I have written before about sambals, but I just wanted to include my three favorite. One of my cooks, Iluh with assistance from Chef Made, taught me the basics of making these three. So enjoy.
Sambal Kecap- Kecap Manis (meaning sweet kecap-pronounced ketchup), is a palm sugar sweetened soy sauce. for this you just slice up 3 or so really hot chilis with the seeds, two small shallots, and one clove raw garlic and just cover with kecap manis (available at asian stores, or make your own very easily). After about a half hour, this will be a ridiculously hot and delicious condiment.
Sambal Lombok (chili)- This one is a gold standard in Bali. I have omitted fish products, usually it contains shrimp paste. sometimes I smell the shrimp past wafting out of people’s houses in the mornings on my way to work, and I feel slightly nauseous. Behind the love of pig products, it is the one thing I can’t really get behind in Bali cooking… Anyhow: Sautee four or so chopped roma tomatoes, a mixture of decided really hot and pretty mild chilies, two kaffir lime leaves, 5 cloves sliced garlic, and 5 sliced shallots in neutral flavored oil until there is not much moisture left from the tomatoes and everything is well cooked. roast about 8 candle nuts until brown. puree all ingredients in a food processor, so they are slightly chunky, but the candle nuts are completely broken down.

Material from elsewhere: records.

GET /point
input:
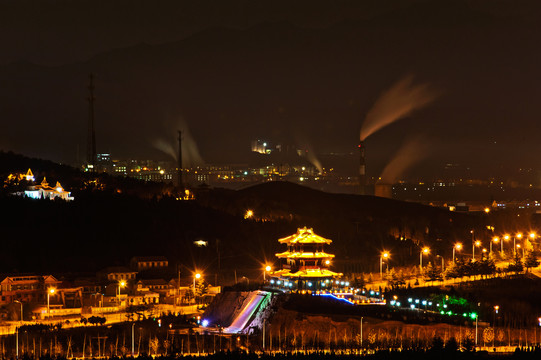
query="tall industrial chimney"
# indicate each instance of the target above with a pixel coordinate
(91, 141)
(179, 165)
(362, 169)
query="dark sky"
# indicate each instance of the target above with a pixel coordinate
(303, 72)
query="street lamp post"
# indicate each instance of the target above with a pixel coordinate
(384, 255)
(196, 276)
(506, 238)
(496, 308)
(477, 243)
(473, 244)
(50, 291)
(121, 284)
(267, 269)
(518, 247)
(425, 250)
(476, 325)
(442, 263)
(458, 246)
(519, 236)
(132, 339)
(17, 330)
(495, 239)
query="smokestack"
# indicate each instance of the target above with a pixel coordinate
(180, 180)
(362, 169)
(91, 141)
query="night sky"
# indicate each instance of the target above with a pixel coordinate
(304, 73)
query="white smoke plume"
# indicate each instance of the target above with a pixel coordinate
(169, 145)
(397, 102)
(411, 152)
(310, 154)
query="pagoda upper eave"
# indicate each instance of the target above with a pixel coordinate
(306, 273)
(304, 236)
(304, 255)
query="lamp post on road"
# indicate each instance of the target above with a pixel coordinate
(517, 236)
(196, 276)
(495, 239)
(50, 291)
(17, 330)
(267, 269)
(384, 255)
(132, 339)
(506, 238)
(458, 246)
(473, 244)
(477, 243)
(426, 251)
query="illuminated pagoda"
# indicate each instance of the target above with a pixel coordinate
(306, 262)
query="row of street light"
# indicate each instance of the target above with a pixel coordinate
(458, 247)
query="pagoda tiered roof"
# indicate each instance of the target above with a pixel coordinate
(306, 273)
(304, 255)
(304, 236)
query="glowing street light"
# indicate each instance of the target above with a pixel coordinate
(50, 291)
(17, 330)
(506, 238)
(196, 276)
(267, 269)
(426, 251)
(518, 236)
(477, 243)
(518, 247)
(458, 246)
(384, 255)
(121, 284)
(495, 239)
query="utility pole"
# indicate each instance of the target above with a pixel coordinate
(91, 144)
(180, 180)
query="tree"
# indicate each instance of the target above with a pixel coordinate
(531, 260)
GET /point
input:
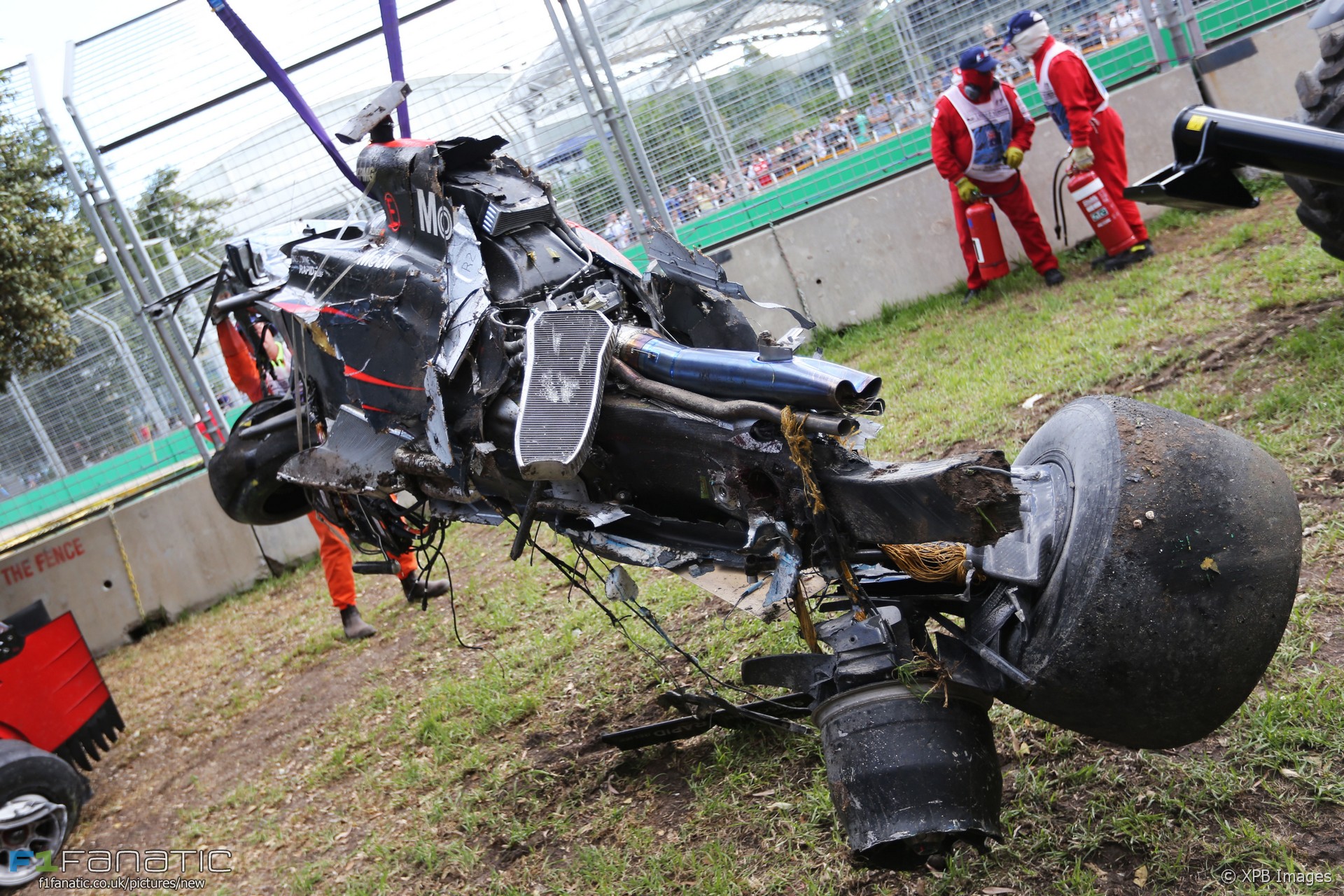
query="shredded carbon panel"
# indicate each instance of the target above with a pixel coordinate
(504, 220)
(568, 354)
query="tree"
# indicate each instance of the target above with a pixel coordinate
(166, 211)
(41, 239)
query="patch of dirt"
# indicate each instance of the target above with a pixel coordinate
(1323, 846)
(1227, 348)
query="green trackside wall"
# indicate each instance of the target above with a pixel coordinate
(902, 152)
(143, 461)
(853, 172)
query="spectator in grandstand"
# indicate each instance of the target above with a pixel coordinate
(332, 543)
(760, 171)
(1126, 23)
(675, 204)
(859, 128)
(1081, 109)
(879, 115)
(721, 190)
(1092, 33)
(916, 111)
(981, 132)
(615, 232)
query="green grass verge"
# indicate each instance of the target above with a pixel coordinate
(412, 764)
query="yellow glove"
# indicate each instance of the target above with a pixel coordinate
(967, 190)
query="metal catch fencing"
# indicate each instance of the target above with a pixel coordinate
(743, 113)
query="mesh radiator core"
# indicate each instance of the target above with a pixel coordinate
(568, 355)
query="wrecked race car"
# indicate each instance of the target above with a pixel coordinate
(470, 356)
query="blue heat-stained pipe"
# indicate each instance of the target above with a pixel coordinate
(280, 78)
(802, 382)
(393, 38)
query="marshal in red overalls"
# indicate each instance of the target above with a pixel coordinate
(1081, 108)
(980, 133)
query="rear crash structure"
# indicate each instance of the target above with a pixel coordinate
(470, 356)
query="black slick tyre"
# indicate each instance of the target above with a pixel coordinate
(244, 472)
(1174, 583)
(41, 797)
(1322, 96)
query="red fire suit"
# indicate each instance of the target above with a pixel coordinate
(332, 545)
(953, 148)
(1079, 105)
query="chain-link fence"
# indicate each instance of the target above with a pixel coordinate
(746, 113)
(99, 426)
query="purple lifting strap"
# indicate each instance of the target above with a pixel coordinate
(277, 77)
(393, 36)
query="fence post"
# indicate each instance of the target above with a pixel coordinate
(705, 99)
(647, 169)
(30, 415)
(90, 213)
(1174, 24)
(603, 136)
(1155, 36)
(1191, 22)
(169, 332)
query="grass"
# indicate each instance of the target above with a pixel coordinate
(409, 763)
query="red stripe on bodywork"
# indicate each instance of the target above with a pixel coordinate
(296, 308)
(365, 378)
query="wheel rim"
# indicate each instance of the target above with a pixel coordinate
(30, 822)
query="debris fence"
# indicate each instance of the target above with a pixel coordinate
(714, 118)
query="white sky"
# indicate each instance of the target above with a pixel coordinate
(42, 29)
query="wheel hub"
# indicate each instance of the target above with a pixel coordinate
(29, 822)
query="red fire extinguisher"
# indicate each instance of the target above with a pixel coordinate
(1101, 213)
(984, 237)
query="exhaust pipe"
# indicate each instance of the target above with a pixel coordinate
(729, 412)
(799, 382)
(909, 776)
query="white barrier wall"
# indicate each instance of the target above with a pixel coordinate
(182, 550)
(890, 244)
(1257, 73)
(895, 242)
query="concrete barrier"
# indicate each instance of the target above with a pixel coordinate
(176, 543)
(1257, 73)
(895, 242)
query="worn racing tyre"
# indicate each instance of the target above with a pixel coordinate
(1152, 630)
(1322, 93)
(244, 473)
(39, 805)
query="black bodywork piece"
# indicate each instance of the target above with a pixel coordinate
(470, 356)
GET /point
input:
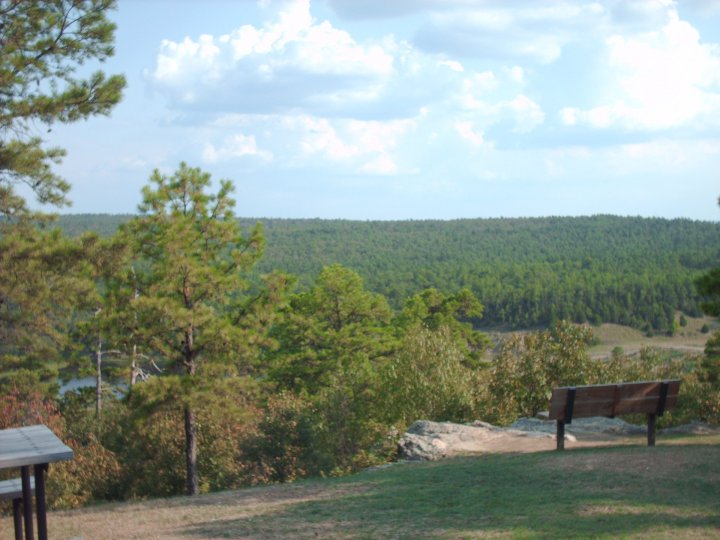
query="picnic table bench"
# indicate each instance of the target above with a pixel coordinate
(652, 398)
(12, 490)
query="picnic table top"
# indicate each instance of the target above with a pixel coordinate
(31, 445)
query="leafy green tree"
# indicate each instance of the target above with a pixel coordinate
(333, 341)
(191, 262)
(44, 277)
(43, 44)
(436, 310)
(527, 368)
(428, 379)
(334, 324)
(45, 281)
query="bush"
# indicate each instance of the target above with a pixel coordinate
(428, 379)
(283, 445)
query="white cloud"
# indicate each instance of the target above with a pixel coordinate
(290, 62)
(656, 80)
(467, 131)
(234, 147)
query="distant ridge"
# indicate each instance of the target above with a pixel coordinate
(527, 271)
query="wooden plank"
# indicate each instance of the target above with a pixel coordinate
(613, 399)
(31, 445)
(12, 489)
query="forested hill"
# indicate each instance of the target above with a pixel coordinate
(527, 272)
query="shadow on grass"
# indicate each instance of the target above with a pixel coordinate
(604, 492)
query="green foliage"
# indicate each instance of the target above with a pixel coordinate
(436, 310)
(527, 368)
(283, 447)
(190, 305)
(428, 379)
(45, 282)
(527, 272)
(43, 45)
(334, 325)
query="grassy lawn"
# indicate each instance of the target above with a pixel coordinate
(670, 491)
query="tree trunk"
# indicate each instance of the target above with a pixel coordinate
(192, 478)
(133, 367)
(98, 377)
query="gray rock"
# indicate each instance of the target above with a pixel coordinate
(426, 440)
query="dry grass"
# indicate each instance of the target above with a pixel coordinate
(670, 491)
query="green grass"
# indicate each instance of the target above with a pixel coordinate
(583, 493)
(670, 491)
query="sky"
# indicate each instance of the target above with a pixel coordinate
(413, 109)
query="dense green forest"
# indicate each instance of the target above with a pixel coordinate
(526, 272)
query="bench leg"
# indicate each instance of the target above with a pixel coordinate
(27, 501)
(17, 518)
(40, 501)
(560, 436)
(651, 429)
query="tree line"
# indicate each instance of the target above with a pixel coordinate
(527, 272)
(214, 371)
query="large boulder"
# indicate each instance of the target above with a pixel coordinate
(426, 440)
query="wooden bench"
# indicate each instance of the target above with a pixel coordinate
(12, 490)
(650, 398)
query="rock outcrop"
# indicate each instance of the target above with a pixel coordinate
(426, 440)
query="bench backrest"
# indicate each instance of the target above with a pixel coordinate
(610, 400)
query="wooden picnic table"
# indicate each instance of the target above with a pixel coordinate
(34, 446)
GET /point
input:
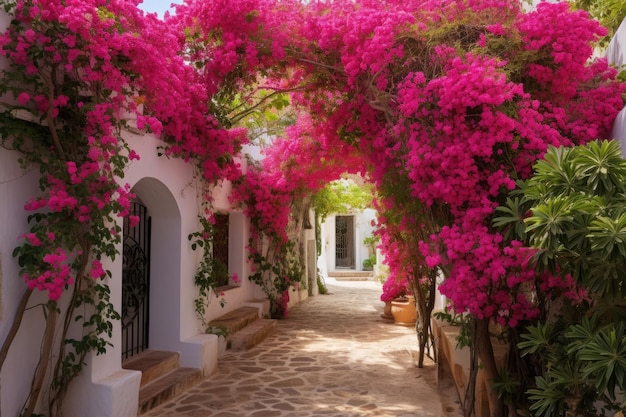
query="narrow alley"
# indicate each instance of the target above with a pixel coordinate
(332, 356)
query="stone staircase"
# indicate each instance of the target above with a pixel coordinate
(243, 328)
(162, 378)
(351, 275)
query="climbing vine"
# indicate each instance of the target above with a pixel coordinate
(443, 108)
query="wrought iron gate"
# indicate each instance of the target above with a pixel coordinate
(136, 283)
(344, 241)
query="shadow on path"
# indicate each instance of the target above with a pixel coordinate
(332, 356)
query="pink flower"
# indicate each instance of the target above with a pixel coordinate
(23, 99)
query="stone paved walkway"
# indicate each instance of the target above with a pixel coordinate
(332, 356)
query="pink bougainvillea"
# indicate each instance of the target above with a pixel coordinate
(431, 109)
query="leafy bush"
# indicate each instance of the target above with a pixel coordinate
(577, 223)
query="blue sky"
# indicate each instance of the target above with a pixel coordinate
(158, 6)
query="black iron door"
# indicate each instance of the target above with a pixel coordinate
(136, 283)
(344, 241)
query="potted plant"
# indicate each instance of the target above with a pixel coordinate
(394, 288)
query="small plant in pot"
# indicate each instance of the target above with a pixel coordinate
(394, 288)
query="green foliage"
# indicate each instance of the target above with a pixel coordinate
(463, 321)
(338, 197)
(368, 264)
(210, 273)
(277, 270)
(577, 222)
(321, 285)
(610, 14)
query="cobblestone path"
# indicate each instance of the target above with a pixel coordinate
(332, 356)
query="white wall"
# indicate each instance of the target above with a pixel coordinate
(362, 229)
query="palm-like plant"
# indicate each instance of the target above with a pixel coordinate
(573, 211)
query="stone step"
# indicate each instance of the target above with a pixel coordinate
(351, 275)
(152, 364)
(167, 387)
(236, 320)
(251, 335)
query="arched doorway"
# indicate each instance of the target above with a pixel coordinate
(136, 282)
(344, 241)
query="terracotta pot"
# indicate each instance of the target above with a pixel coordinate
(404, 311)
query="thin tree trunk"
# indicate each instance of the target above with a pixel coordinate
(485, 353)
(470, 391)
(425, 305)
(44, 359)
(17, 321)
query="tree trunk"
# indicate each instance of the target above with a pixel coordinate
(485, 353)
(44, 359)
(17, 321)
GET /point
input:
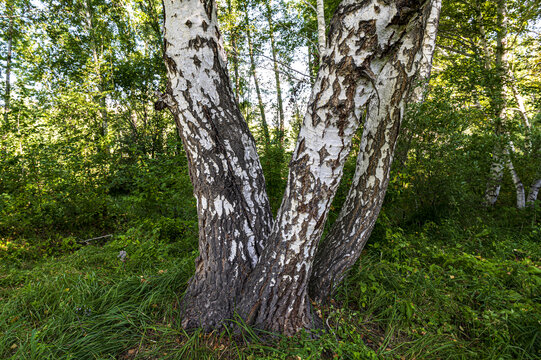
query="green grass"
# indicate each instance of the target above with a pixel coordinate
(447, 291)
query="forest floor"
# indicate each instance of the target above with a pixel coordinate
(436, 291)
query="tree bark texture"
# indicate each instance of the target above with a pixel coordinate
(371, 43)
(274, 50)
(321, 28)
(249, 263)
(233, 208)
(7, 95)
(348, 235)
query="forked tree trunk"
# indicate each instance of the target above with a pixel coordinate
(371, 44)
(248, 263)
(348, 235)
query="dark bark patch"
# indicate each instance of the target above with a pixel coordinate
(196, 61)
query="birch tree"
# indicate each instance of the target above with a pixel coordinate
(250, 263)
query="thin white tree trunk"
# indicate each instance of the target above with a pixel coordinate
(519, 187)
(7, 94)
(233, 208)
(499, 105)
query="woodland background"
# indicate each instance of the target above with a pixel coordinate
(83, 154)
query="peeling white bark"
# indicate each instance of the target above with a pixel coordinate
(356, 220)
(534, 191)
(519, 187)
(233, 209)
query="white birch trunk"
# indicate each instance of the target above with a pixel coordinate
(321, 28)
(371, 43)
(534, 191)
(351, 230)
(233, 209)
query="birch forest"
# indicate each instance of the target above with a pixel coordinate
(270, 179)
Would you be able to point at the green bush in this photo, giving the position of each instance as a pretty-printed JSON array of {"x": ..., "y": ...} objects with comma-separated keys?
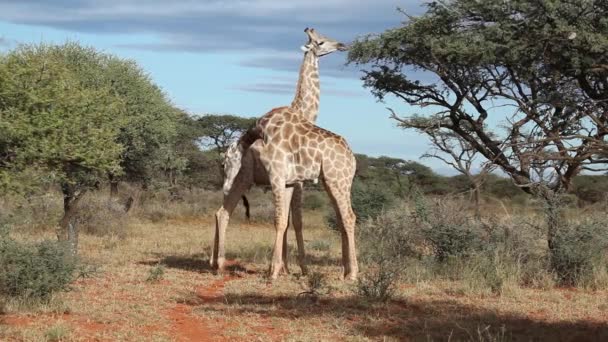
[
  {"x": 34, "y": 271},
  {"x": 579, "y": 250},
  {"x": 368, "y": 201},
  {"x": 450, "y": 231},
  {"x": 97, "y": 215},
  {"x": 385, "y": 245}
]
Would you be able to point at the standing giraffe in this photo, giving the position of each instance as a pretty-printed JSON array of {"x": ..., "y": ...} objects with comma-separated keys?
[{"x": 239, "y": 161}]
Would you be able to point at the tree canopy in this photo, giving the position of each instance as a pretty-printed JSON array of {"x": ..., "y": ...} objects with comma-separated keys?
[{"x": 540, "y": 66}]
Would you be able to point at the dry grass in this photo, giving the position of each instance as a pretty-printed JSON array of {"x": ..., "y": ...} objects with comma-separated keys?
[{"x": 191, "y": 303}]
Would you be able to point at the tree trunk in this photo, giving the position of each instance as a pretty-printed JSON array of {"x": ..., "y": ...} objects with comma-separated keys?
[
  {"x": 67, "y": 230},
  {"x": 113, "y": 187},
  {"x": 554, "y": 216},
  {"x": 477, "y": 199}
]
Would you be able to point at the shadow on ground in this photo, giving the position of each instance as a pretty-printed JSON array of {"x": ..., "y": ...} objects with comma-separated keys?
[
  {"x": 424, "y": 320},
  {"x": 194, "y": 263}
]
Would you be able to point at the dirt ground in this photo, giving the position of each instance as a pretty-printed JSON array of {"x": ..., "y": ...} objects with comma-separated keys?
[{"x": 188, "y": 302}]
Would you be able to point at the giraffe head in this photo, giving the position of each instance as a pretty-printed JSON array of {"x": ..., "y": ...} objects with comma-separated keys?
[
  {"x": 321, "y": 45},
  {"x": 232, "y": 164}
]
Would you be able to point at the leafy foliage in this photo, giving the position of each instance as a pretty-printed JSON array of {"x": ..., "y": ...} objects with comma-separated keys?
[
  {"x": 34, "y": 271},
  {"x": 580, "y": 248}
]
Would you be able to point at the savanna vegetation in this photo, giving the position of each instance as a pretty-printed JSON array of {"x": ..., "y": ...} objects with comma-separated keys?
[{"x": 107, "y": 195}]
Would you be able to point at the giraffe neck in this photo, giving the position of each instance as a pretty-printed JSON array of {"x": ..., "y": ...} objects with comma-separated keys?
[{"x": 306, "y": 100}]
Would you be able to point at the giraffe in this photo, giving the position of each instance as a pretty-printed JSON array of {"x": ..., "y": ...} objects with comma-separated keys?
[{"x": 238, "y": 160}]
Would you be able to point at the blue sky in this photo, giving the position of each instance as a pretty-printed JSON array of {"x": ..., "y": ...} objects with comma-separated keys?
[{"x": 233, "y": 56}]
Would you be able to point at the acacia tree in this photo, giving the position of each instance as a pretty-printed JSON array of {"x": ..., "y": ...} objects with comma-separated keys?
[
  {"x": 538, "y": 67},
  {"x": 462, "y": 157},
  {"x": 61, "y": 119},
  {"x": 149, "y": 127}
]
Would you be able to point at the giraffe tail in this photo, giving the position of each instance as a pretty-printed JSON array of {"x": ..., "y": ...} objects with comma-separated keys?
[{"x": 246, "y": 204}]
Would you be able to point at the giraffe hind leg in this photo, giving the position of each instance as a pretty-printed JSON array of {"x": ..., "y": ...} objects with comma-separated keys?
[{"x": 341, "y": 199}]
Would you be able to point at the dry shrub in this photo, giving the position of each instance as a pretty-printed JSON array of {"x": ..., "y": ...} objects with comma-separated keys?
[
  {"x": 32, "y": 212},
  {"x": 579, "y": 254},
  {"x": 162, "y": 205},
  {"x": 34, "y": 272},
  {"x": 100, "y": 216}
]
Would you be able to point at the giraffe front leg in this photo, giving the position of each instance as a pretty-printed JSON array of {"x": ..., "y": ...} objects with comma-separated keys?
[
  {"x": 285, "y": 250},
  {"x": 242, "y": 182},
  {"x": 296, "y": 214},
  {"x": 280, "y": 223}
]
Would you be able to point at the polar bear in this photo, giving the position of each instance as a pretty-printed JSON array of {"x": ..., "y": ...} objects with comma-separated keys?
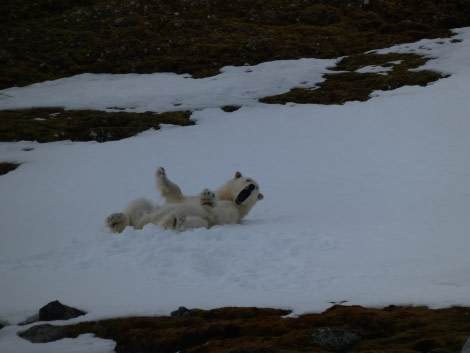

Torch Ginger Sambal- Torch ginger is the amazingly fragrant flower of the ginger plant. It has an exotic flavor reminiscent of coriander. It is worth seeking out at an asian market to make this condiment. Finely chop about 5 medium sized torch ginger flowers, 4 stalks lemongrass-only tender lower part, two shallots, and thai chilis. Squeeze over top the juice from 5 kaffir limes, or one regular lime if kaffir is not to be found. Leave some of the lime rind in the sambal to marinate further. Pour over about 1/4 cup salad oil, salt to taste, and let marinate for at least 5 minutes before eating. All of these are made to be eaten with Nasi (rice) first and foremost, but are awesome condiments for other asian foods- tempe, tofu, probably fish etc….. Enjoy. N.